3. Determine What Success Looks Like
Before entering negotiations, define your personal and professional goals for the transaction.
Consider:
Post-sale involvement
Do you want to remain with the company as an employee or consultant? If so, for how long? Is your continued involvement essential for the business’s success? What type of compensation arrangement are you looking for? Are you looking to transition to a different type of role and responsibility?
Non-negotiables
Are there deal terms or conditions you are unwilling to accept? For instance, are you opposed to selling to a competitor or relocating employees? Are there particular deal structures that are impossible? Are there any timelines that must be met?
Personal fulfillment
When you reflect on the transaction several years in the future, what are the key objectives that will have defined a successful transaction?
Action steps:
- Write down your priorities and communicate them with your advisors. Be as specific as possible.
- Be honest about what you’re willing to compromise on and what you’re not. This will help immensely when negotiations start.
4. Get Your Ducks in a Row
Preparation is everything. The more organized you are, the smoother the process will be for everyone involved. It is especially helpful to get organized while time is on your side and there are no clear deadlines in place.

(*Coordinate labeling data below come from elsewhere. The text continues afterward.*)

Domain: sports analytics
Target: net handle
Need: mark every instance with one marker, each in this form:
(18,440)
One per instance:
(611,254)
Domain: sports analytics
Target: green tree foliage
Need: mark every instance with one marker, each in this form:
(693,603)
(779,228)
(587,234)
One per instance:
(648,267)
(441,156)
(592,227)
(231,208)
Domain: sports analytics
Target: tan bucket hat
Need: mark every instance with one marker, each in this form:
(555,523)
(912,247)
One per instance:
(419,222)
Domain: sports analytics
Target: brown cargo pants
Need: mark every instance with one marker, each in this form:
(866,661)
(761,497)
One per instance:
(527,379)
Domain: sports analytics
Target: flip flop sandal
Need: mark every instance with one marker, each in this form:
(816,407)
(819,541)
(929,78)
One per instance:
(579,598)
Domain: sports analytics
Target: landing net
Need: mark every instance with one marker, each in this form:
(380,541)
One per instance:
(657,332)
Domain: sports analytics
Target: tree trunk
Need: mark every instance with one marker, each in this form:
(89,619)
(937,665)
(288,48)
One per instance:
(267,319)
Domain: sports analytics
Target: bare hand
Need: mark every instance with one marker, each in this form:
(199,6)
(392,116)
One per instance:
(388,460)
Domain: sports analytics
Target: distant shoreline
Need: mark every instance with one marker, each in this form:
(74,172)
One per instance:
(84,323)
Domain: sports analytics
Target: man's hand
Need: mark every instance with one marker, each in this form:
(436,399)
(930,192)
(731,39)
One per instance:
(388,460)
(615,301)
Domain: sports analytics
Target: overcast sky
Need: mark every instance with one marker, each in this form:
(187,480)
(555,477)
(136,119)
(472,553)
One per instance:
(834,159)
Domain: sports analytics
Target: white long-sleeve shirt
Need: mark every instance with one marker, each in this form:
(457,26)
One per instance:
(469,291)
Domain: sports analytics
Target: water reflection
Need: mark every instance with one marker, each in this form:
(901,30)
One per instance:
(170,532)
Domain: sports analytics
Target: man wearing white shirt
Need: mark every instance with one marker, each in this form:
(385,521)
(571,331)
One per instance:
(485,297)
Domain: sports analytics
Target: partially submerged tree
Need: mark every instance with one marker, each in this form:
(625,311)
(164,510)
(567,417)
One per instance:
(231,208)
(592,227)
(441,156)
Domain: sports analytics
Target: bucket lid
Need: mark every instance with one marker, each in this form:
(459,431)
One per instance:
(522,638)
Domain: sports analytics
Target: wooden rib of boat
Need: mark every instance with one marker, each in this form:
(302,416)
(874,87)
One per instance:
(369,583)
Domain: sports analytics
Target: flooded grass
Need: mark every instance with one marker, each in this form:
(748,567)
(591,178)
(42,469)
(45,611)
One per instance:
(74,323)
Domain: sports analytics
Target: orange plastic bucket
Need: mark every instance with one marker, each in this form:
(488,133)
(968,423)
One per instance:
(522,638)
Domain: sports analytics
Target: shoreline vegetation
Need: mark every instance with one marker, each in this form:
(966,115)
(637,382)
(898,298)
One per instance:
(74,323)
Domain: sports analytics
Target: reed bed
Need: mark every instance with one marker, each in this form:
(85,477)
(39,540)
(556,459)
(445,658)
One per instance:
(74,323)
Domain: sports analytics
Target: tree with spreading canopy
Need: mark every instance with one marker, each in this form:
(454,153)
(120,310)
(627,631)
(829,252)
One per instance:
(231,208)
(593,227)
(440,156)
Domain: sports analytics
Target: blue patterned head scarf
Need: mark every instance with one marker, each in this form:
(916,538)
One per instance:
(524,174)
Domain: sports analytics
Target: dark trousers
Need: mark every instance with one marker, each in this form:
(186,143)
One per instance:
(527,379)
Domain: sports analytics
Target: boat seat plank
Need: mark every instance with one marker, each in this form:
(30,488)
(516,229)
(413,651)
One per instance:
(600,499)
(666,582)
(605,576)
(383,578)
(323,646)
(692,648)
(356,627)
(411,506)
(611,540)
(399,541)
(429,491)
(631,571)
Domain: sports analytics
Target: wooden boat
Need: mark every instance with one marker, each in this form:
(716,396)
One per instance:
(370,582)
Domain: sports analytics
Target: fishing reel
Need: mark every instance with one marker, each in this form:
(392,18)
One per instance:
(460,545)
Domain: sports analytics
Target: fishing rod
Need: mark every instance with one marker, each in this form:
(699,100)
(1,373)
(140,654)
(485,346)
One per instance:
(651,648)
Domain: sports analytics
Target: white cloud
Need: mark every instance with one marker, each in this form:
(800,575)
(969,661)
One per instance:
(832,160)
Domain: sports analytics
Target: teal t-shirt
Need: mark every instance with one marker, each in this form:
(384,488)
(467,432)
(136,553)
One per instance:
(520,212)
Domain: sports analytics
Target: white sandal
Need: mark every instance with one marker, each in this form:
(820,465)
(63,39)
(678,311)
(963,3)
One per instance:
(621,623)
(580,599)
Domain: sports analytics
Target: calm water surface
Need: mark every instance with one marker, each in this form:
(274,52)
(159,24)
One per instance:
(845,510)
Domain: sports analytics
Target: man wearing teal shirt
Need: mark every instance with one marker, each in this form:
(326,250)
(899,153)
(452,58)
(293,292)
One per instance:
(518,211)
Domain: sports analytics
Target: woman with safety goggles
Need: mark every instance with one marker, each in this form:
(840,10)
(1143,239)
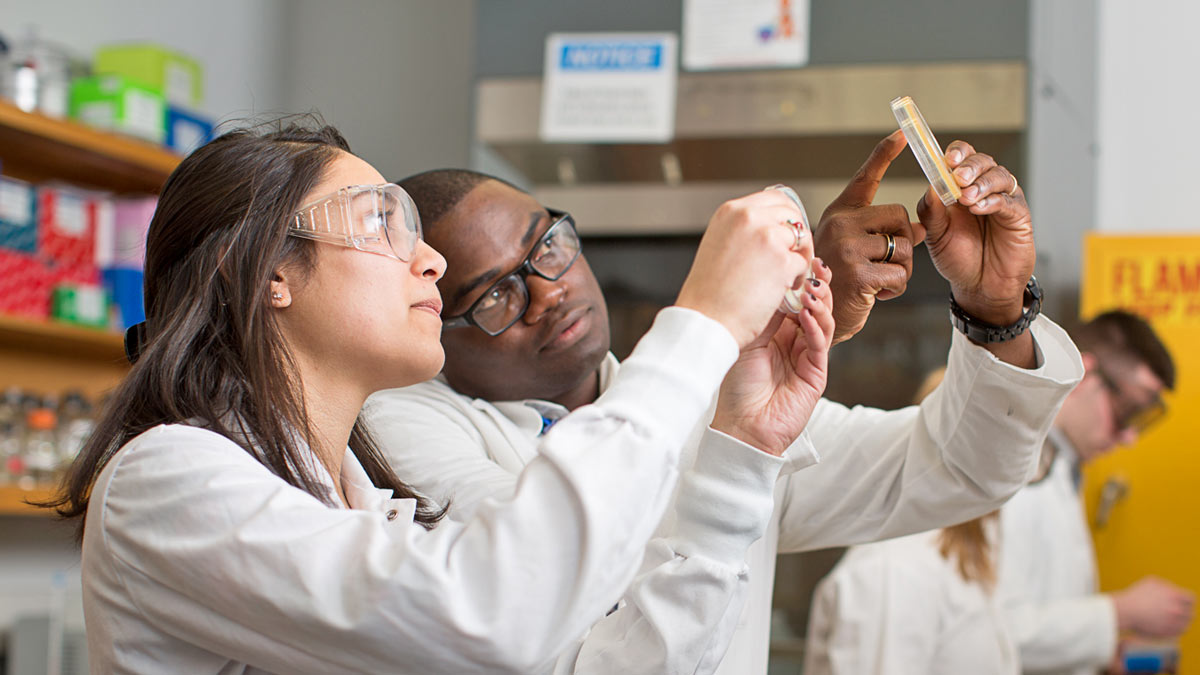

Document and report preparation:
Corporate documents
Gather articles of incorporation, bylaws, shareholder agreements, and board minutes. Some of these items are rarely reviewed in the normal course of business, so it may take some time to uncover them and make sure they are the most current versions.
Financials
Pull your financial statements for the last several years and look at the trends. Are there any months or years that look off? Are there any open items that need to be cleaned up either on the balance sheet or income statement?
Contracts
Collect all customer, supplier, partnership, and employment agreements. Highlight any that contain change-of-control clauses. Also, review contracts for clauses that would make them null and void upon a transaction, or require approvals or consents in order to remain in effect. It is important to address these issues early to avoid unnecessary delays later on.
Intellectual property
Assemble documentation for patents, trademarks, copyrights, and licenses. Intellectual property protection can be a major consideration during a transaction. As such, it is important to properly document all intellectual property.
HR records
Prepare employee rosters, compensation plans, and benefit summaries. Are there any key employees that are pivotal to operations? Are there any employees that are currently compensated above or below what you think the market rate would be?
Legal and compliance
Ensure all regulatory filings, permits, and licenses are current.
Action steps:
- Conduct a mock due diligence review with your advisors to identify and address potential red flags before buyers do.
- If any red flags are uncovered, take steps to mitigate them, ideally before a transaction process is kicked off.
Conclusion
Preparing your business for a merger or acquisition is a multifaceted process that goes far beyond the obvious. It demands mental readiness, honest self-assessment, clear goal-setting, and rigorous organization – all before a transaction process begins. By addressing both the emotional and practical aspects of the journey, you’ll not only increase your company’s attractiveness to buyers but also ensure that the outcome aligns with your vision for the future.
Remember: selling your business is not just a transaction—it’s a process. The better prepared you are, the more likely you’ll achieve a result that brings both financial reward and personal fulfillment.